Bugünkü Yazarlar Tüm Yazarlar
Ahmet B. ERCİLASUN

Ahmet B. ERCİLASUN

Demokratik özerklik sadece bir uğraktır

                Tırnak içinde verdiğim şu alıntıyı herkes dikkatle okumalıdır:

                "Emekçilerin ve halkların eşit ve özgürce yaşadığı demokratik bir cumhuriyete ulaşma yolunda Kürt halkının kendi deneyimlerinden hareketle geliştirdiği demokratik özerklik hedefini Kürt sorununun çözümünde önemli bir uğrak olarak değerlendiren partimiz, Türkiye'nin demokratikleşmesi, halkların özgür ve gönüllü birliği için demokratik özerklik anlayışının sunduğu imkânların bütün ülkede yaşam bulması için mücadele eder."

                Olayları takip eden okuyucular yukarıdaki alıntının HDP'ye ait olduğunu anlamışlardır. Evet, HDP'ye ait. Ama herhangi bir HDP'linin söylediği veya yazdığı bir cümle değil. Doğrudan doğruya parti programından bir cümle. "Kürt sorununda barış, eşitlik ve demokratik çözüm için mücadele" başlıklı bölümün son paragrafı.

                Hani bir zamanlar birileri demokrasi bizim için bir tramvaydır, diyordu ya. Yukarıdaki cümle de ona ne kadar çok benziyor değil mi? Demek ki "demokratik özerklik" neymiş? "Kürt sorununun çözümünde önemli bir uğrak". Hâlâ bilmiş edalarla HDP'nin Türkiyelileştiğinden bahsedenler bu "uğrak"tan sonra hangi uğrakların hedef olarak belirlendiğini HDP yetkililerinden hiç sormuşlar mı acaba? "Kardeşim, demokratik özerklikten sonraki uğrağınız nedir acaba?" diye sormuşlar mı?

                Herkes genel ağa (internete) girip HDP programını okuyabilir. Şimdi programın "yerinde ve yerelde yönetim, demokratik özerklik" başlıklı bölümündeki maddelerden bazı alıntılar yapalım ve ilk uğrakta ne istediklerine bir bakalım:

                "Özerk meclislere dayalı idari yapı... bütçesini  halkın belirlediği yerel yönetim... kamusal alanda ana dilinin kullanımı, çok dilli belediyecilik... yerel kaynakların adil ve etkin kullanımını sağlamak... "

                Demek ki uğraklardan biri olarak belirledikleri demokratik özerklik uğrağında "özerk meclis" istiyorlar, kendi bütçelerini belirlemek istiyorlar, kendi kaynaklarını kendileri kullanmak istiyorlar, kamu alanlarında ve belediyelerde Kürtçe kullanılmasını istiyorlar.

                Fakat iş bunlarla bitmiyor.
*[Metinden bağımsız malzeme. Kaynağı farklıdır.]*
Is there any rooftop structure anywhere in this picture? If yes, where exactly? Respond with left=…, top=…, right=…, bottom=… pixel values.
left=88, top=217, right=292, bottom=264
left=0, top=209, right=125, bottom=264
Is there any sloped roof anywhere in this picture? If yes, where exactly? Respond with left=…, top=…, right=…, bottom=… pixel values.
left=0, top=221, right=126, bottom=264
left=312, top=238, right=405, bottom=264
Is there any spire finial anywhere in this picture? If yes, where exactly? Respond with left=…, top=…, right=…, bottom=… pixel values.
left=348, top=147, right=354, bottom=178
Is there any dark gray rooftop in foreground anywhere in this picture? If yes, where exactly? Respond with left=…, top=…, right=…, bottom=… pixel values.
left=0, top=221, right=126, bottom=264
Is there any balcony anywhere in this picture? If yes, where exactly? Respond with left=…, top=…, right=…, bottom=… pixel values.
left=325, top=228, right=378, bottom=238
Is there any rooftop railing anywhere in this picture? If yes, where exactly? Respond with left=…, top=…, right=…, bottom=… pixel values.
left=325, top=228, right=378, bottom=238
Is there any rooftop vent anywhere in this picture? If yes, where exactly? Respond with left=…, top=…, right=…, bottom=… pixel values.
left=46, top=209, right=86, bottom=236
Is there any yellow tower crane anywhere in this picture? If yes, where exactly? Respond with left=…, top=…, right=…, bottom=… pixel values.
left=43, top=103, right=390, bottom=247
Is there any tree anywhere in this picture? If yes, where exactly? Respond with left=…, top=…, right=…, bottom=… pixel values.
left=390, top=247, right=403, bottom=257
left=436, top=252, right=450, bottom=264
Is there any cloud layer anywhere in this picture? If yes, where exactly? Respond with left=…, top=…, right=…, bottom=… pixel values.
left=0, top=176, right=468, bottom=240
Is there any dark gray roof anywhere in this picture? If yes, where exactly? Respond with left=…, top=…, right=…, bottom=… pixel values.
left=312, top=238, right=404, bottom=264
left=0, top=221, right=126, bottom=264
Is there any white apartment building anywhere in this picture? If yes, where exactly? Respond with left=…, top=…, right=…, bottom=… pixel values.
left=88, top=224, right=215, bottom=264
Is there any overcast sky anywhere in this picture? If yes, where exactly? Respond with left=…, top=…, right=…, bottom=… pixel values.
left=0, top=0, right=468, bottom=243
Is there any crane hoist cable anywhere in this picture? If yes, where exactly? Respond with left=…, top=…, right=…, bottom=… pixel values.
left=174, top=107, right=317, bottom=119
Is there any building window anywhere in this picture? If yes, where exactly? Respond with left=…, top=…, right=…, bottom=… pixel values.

Maddelerden hemen sonra gelen paragrafta bakın daha neler istiyorlar:

                "Partimiz için sağlık, eğitim, çevre, kültür, ulaştırma, bayındırlık, tarım, trafik ve güvenlik hizmetleri hakkındaki kararların alınmasında ve yürütülmesinde asli yetkili yerel yönetimlerdir. Merkezi vesayeti ortadan kaldırmak ve yetkinin yerele azami ölçüde devri için valilerin seçilmesini; yerellerin kendilerini, topraklarını, bölgelerini ve kaynaklarını etkileyen gelişmeler üzerinde söz ve karar sahibi olmalarını sağlamak demokratik bir hedeftir."

                Her hâlde anlaşılıyor ama ben yine biraz açayım. Valilerini kendileri seçmek istiyorlar, topraklarını, bölgelerini ve kaynaklarını kendileri idare etmek istiyorlar. Sağlığı, eğitimi, kültürü, ulaştırmayı ve güvenliği... hepsini onlar idare edecek. Eh daha ilk uğrakta neredeyse ayrı devlet istiyorlar. Ve bazıları hâlâ HDP'nin Türkiyelileştiğinden bahsediyor. Ve birileri de çözüm süreci adı altında yıllarca bunlarla görüşmelerde bulunmuş. İmralı ile Kandil arasında bunları ara bulucu olarak görevlendirmiş. Ve başka birileri de bunlarla gizli görüşmeyelim de TBMM'de görüşelim diyor.

                Her şey bu kadar açık. Talepler bu kadar açık. Ve siz hâlâ çözüm süreci diyorsunuz; hâlâ "uygun ortam olursa çözüm sürecini buzdolabından çıkarırız" diyorsunuz. Ne yani? Silahları bırakırlarsa bu talepleri yerine getirmeye hazır mısınız?